Lockington residents are now concerned that older residents will struggle to find transport to Echuca or Rochester to get their hair cut and – if they do travel out of town – their spending money will go with them.
Ms Keele, president of the Lockington Business Centre, said it was crucial for a town like Lockington to keep local residents utilising local businesses as much as possible.
“Any service lost in town is important,” she said.
“If people have to leave town to get their hair cut, then it means they’ll probably spend even more money out of town.”
The township of Lockington might only have a population of just under 400, but it services a wide farming region that makes up thousands of people.
Many of those will now be forced to travel to other towns – Rochester is 20 minutes away, Echuca is 30.
The hairdresser also provided male and female service for Lockington’s annual debutante ball, and its location alongside the town’s cafe made it a popular meeting place.
Lockington resident Beryl Marshall said the town was eager for a new hairdresser to set up shop.
“The community want to ‘shop locally’, also some members have not the time, nor transport, to go to another town,” she said.
“Senior citizens with gophers have been able in the past to take themselves to hair appointments without the need of a car, and children go after school hours without inconveniencing farming families.
“Lockington would dearly love to see a hairdresser functioning in town as soon as possible.”

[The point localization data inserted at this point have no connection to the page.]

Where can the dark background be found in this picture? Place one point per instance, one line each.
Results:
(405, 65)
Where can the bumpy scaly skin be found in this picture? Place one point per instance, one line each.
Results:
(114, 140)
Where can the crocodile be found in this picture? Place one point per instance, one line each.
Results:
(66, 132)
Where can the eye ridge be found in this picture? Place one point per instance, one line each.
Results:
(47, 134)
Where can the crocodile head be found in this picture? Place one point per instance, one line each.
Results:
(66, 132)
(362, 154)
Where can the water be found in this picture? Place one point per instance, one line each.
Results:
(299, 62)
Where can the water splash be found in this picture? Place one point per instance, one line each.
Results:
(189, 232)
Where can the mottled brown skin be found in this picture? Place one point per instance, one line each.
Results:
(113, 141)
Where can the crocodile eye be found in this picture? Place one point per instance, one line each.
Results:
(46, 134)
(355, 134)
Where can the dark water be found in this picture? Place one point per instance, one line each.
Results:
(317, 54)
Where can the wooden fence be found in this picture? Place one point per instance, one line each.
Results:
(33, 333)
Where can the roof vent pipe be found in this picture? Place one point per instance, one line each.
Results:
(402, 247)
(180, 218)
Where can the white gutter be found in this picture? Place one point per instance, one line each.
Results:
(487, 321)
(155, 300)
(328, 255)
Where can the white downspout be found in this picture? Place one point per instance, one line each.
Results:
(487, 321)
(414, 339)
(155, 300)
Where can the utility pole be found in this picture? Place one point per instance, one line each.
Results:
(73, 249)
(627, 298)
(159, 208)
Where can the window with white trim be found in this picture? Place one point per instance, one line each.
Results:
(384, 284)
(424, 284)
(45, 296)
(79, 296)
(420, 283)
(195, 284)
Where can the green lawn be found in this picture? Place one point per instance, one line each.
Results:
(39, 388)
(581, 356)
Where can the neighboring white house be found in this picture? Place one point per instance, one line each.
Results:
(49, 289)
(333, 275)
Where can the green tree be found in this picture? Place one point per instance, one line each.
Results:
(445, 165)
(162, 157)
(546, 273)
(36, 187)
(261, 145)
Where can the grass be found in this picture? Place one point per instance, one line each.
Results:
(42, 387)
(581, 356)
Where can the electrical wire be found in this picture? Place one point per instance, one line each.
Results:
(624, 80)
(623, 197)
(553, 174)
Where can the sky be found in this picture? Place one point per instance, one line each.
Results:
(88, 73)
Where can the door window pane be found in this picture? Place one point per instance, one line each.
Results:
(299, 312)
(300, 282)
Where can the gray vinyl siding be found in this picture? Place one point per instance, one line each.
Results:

The push for a new hairdresser is just another example of Lockington banding together to solve a 21st century problem.
When the town’s bank closed, they were able to attract a community bank.
When the petrol station closed, they opened a volunteer-operated petrol station with three fuel pumps.
Not only did these provide crucial services, they kept that sense of community alive and made sure the town’s supermarket, ice creamery, cafe, op shop, post office, hotel and library did not follow suit.
Ms Marshall hopes that hairdressing can make a return as well.